緑の手を持つ花屋の私と、茶色の手を持つ騎士団長
 最近、息子が娘たちの誕生日によく花束を贈っていた。その花束を受け取った娘達は大喜びで、大切に部屋に飾っていたのだ。

 あの時見た花束は色鮮やかで、娘達の雰囲気にも良く合っていた。さぞや腕が良い職人がいる店なのだろうと感心したのを覚えている。

(念の為『ブルーメ』以外の店も調べておいた方が良いだろうな……)

 慎重な性格のディーステルは、不測の事態が起こった時のことを考え、評判が良い生花店をリストに加えることにした。

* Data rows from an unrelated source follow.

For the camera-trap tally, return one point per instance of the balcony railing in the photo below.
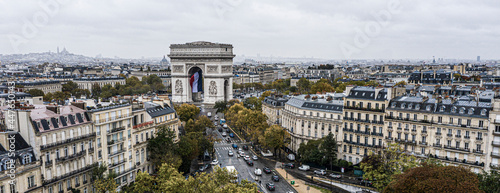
(53, 180)
(72, 156)
(64, 142)
(114, 130)
(364, 109)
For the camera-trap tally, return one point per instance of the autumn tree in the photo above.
(36, 92)
(168, 179)
(274, 137)
(393, 160)
(431, 178)
(187, 111)
(489, 182)
(162, 148)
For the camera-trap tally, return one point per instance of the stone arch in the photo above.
(195, 97)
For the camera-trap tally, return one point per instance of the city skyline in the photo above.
(340, 30)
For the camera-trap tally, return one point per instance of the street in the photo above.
(244, 170)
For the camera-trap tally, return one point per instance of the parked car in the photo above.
(270, 186)
(320, 172)
(267, 170)
(335, 176)
(258, 171)
(304, 167)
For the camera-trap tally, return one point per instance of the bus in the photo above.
(232, 170)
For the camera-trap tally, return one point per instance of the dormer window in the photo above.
(471, 111)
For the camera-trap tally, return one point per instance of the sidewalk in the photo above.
(300, 185)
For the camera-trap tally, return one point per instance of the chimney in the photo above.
(53, 108)
(80, 105)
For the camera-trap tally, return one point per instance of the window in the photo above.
(31, 181)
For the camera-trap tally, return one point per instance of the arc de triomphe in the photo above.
(210, 62)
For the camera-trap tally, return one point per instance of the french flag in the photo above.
(196, 82)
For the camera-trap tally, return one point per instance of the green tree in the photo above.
(162, 148)
(221, 106)
(187, 111)
(394, 160)
(435, 179)
(274, 138)
(303, 85)
(170, 180)
(36, 92)
(489, 182)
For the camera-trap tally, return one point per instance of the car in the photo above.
(304, 167)
(335, 176)
(267, 170)
(270, 186)
(320, 172)
(258, 172)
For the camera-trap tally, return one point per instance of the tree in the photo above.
(265, 94)
(36, 92)
(187, 111)
(170, 180)
(162, 148)
(431, 178)
(274, 137)
(393, 160)
(221, 106)
(489, 181)
(304, 85)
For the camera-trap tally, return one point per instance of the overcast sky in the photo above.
(292, 28)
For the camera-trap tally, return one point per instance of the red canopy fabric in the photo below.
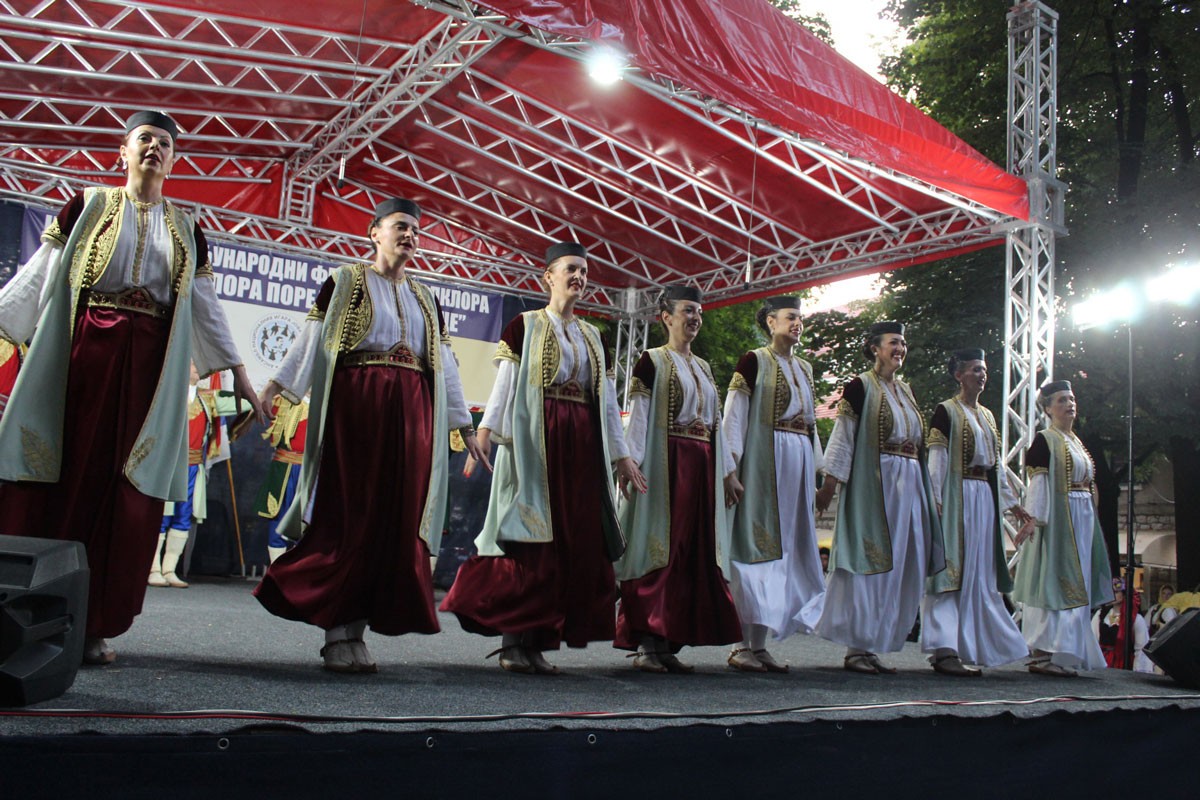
(749, 54)
(503, 138)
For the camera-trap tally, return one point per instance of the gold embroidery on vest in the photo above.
(37, 453)
(637, 386)
(551, 354)
(658, 552)
(54, 234)
(139, 453)
(101, 228)
(504, 353)
(534, 522)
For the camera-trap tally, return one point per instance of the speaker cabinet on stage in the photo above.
(43, 615)
(1176, 648)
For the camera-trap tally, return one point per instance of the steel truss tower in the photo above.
(1030, 262)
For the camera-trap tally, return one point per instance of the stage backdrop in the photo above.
(267, 296)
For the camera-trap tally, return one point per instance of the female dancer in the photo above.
(771, 427)
(672, 589)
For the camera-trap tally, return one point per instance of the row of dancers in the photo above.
(693, 525)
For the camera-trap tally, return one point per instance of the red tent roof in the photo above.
(736, 137)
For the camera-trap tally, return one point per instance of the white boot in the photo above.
(156, 578)
(177, 540)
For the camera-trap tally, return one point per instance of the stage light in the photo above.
(1122, 304)
(605, 66)
(1179, 286)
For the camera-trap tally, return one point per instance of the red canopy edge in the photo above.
(750, 55)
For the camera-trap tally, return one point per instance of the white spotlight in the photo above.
(1181, 284)
(605, 66)
(1121, 304)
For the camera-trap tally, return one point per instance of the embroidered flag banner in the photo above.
(267, 296)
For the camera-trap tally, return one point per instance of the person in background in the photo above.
(1161, 613)
(1110, 630)
(964, 618)
(543, 570)
(118, 301)
(887, 537)
(1063, 570)
(287, 434)
(205, 408)
(673, 591)
(385, 390)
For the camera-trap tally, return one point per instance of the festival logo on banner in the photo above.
(273, 338)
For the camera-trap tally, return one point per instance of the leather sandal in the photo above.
(648, 662)
(339, 656)
(363, 660)
(769, 662)
(671, 661)
(861, 662)
(743, 659)
(951, 665)
(1047, 667)
(539, 663)
(880, 667)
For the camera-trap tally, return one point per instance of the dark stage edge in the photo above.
(441, 721)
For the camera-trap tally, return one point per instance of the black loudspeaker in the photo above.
(1176, 648)
(43, 615)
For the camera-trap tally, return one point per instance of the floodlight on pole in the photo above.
(1125, 305)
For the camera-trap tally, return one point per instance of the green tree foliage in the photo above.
(816, 24)
(1128, 77)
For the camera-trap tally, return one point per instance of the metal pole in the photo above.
(1127, 612)
(237, 523)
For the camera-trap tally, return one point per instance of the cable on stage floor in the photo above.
(328, 719)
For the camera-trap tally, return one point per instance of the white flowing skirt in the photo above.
(1068, 633)
(786, 595)
(973, 621)
(876, 612)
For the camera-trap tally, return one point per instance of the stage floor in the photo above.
(210, 660)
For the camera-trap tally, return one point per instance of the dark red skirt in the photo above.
(117, 358)
(556, 591)
(688, 601)
(361, 557)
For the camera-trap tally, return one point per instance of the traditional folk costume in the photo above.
(95, 435)
(879, 560)
(771, 427)
(544, 563)
(205, 408)
(964, 609)
(10, 365)
(1063, 573)
(1109, 627)
(385, 390)
(287, 434)
(672, 575)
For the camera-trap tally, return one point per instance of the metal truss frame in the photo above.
(1030, 262)
(371, 84)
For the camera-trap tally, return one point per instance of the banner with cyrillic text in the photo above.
(267, 296)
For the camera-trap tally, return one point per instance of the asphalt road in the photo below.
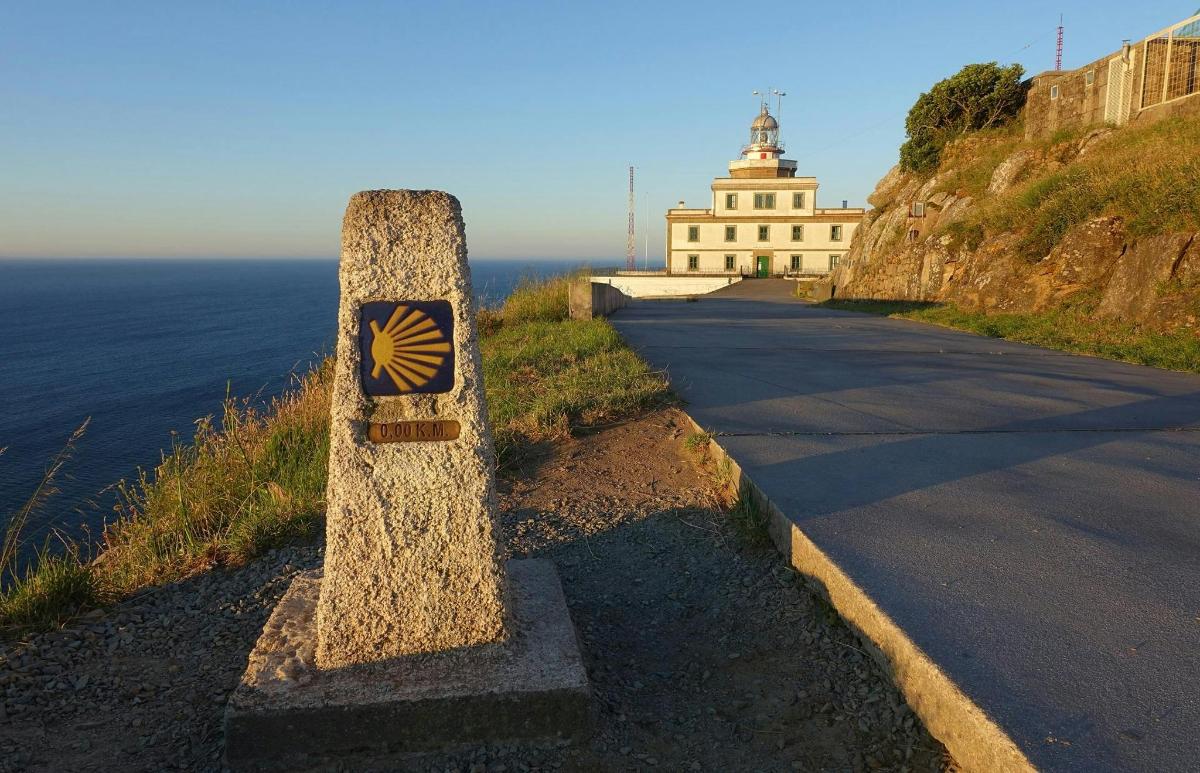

 そうして、屋敷に戻ったディーステルを末の娘が出迎えてくれたのだが──……。

「お父様! わたくしお花屋さんで働きたいんですの!! とっても可愛いお店で、店主のアンさんがとても素敵な人ですの!! それはもう素晴らしい花束を作って下さるのよ!! お兄様も応援してくださるって!! わたくしをアンさんのお店『ブルーメ』で働かせてくださいまし!!」

「え? え? な、何だって?!」

 ──溺愛していると言っても過言ではない末っ子の言葉に、ディーステルはしばらく混乱したのだった。